Roger Melanson taps into contingency reserve as NB Power revenue falls

The New Brunswick government has tapped into its contingency fund as revenue expected to come from NB Power has fallen, according to the province's first quarter update.

Federal transfers rise by roughly $40M in first-quarter fiscal update

So is the deficit forecast increasing after Tuesday's fiscal update?

6 years ago
Duration 2:46
Harry Forestell talks to Treasury Board President Roger Melanson about the intricacies of its contingency reserve and deficit forecasting for the province.

The New Brunswick government has tapped into its contingency fund as revenue expected to come from NB Power has fallen, according to the province's first quarter update.

Treasury Board President Roger Melanson released the fiscal update in Fredericton on Tuesday.

Melanson said the provincial government has decided to tap into the contingency fund and pull out $20 million.

Treasury Board President Roger Melanson released the province's first quarter fiscal update on Tuesday.
"The contingency reserve is there to protect us against unforeseen events, including weakened revenue. That is why we are making use of the reserve at this time," said Melanson in statement.

The remaining $80 million is only for unexpected costs, Melanson said Tuesday.

"If we don't need it, we won't use it," he said. 

If the $80 million dollars goes unused, the projected deficit would drop dramatically, to $262.4 million. If the reserve is used, the deficit would be $342.4 million.

Melanson's projection this quarter was therefore that range - a deficit somewhere between those two amounts, both of which sit below the projected deficit of $347 million released with the budget. That figure would be $247 million if the contingency reserve were not spent.

'Smoke and mirror reports'

But Progressive Conservative finance critic Blaine Higgs said the government's inability to nail down specific projections is an embarrassment.

Progressive Conservative finance critic calls Liberal government's 'contingency reserve' smoke and mirrors.
"We have an $8.5 billion enterprise here in the province of New Brunswick, and we're not sure what the numbers are?" he said following the announcement.

He says the only reason the contingency fund exists is so that the Liberals can manipulate their numbers.

"We're seeing smoke and mirror reports, we're seeing trying to cover up the reality of our spending spree that is out of control, and we see our deficit situation getting worse."

Changes in revenue, spending

The fiscal update outlines the various changes in government spending and revenue.

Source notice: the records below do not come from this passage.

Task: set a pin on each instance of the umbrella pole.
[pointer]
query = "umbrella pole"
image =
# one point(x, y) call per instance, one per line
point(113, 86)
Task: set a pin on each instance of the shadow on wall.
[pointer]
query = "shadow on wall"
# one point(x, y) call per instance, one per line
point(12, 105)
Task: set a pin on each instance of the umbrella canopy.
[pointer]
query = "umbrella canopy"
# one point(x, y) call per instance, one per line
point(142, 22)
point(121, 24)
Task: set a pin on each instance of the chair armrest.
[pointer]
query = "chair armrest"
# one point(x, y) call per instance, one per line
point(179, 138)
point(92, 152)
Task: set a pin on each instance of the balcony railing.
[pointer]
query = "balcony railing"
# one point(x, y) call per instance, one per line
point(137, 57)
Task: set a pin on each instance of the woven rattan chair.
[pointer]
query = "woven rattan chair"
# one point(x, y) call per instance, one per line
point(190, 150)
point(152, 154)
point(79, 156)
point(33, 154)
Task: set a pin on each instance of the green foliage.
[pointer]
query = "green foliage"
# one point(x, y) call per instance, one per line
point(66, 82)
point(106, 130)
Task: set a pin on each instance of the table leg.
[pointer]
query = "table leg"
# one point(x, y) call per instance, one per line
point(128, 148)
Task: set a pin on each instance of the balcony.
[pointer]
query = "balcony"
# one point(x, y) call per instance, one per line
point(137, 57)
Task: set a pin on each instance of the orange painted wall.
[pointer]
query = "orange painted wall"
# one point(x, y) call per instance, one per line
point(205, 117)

"Our first-quarter update reflects new federal funding and related spending for investments in areas like affordable housing, post-secondary institutions, clean water and waste water," Melanson said in a statement.

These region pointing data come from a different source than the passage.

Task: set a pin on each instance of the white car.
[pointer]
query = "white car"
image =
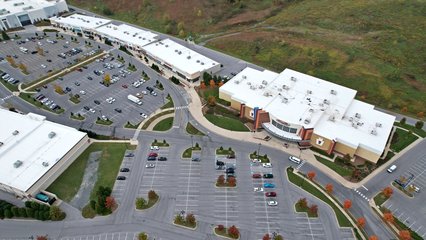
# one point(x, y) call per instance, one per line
point(267, 165)
point(155, 148)
point(150, 165)
point(294, 159)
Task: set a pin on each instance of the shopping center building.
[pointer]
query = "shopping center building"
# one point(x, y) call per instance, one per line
point(300, 108)
point(34, 152)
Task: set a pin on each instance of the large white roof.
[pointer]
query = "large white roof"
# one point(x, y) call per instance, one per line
point(31, 145)
point(129, 34)
point(179, 57)
point(18, 6)
point(361, 125)
point(83, 21)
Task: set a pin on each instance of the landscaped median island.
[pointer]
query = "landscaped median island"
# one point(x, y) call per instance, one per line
point(142, 204)
point(231, 232)
point(193, 130)
point(33, 210)
point(230, 181)
point(262, 159)
point(186, 220)
point(188, 152)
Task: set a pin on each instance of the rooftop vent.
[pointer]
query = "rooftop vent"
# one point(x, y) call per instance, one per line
point(17, 164)
point(52, 135)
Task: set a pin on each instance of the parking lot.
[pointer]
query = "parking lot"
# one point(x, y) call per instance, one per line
point(38, 65)
point(93, 93)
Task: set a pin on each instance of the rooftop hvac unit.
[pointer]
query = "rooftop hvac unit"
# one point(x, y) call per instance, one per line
point(52, 134)
point(17, 164)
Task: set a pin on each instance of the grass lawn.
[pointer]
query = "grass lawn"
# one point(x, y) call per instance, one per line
point(67, 185)
point(306, 210)
point(263, 159)
point(188, 152)
point(169, 104)
point(227, 123)
point(341, 170)
point(164, 125)
point(147, 123)
point(380, 198)
point(192, 130)
point(307, 186)
point(401, 139)
point(103, 122)
point(420, 132)
point(77, 117)
point(225, 151)
point(160, 144)
point(27, 97)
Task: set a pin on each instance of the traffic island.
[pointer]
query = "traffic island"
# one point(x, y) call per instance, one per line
point(188, 221)
point(228, 233)
point(229, 182)
point(142, 204)
point(187, 154)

"Aside from the new federal funding, our expenses are below budget, reflecting our ongoing commitment to managing spending and finances in a diligent manner."

New Brunswick received $23.1 million in conditional grants from various federal programs and $21.9 million in new federal funding for other infrastructure funds.

The fiscal update says return on investment is down $49.3 million, primarily because of a drop in revenues from NB Power.

HST increased on July 1

That projected deficit from earlier in the year is despite the province bringing in $300 million in additional revenue this year by increasing the Harmonized Sales Tax by two percentage points, putting it at 15 per cent.

The HST increase only took effect on July 1, so the first quarter results released by Melanson on Tuesday do not include that additional revenue.

New Brunswick has projected a deficit of $466.4 million in 2015-16. That figure includes the contingency fund of $150 million.

The province's net debt is forecast to increase to $13.4 billion by the end of the current fiscal year and the government has stated it is still years away from delivering a balanced budget.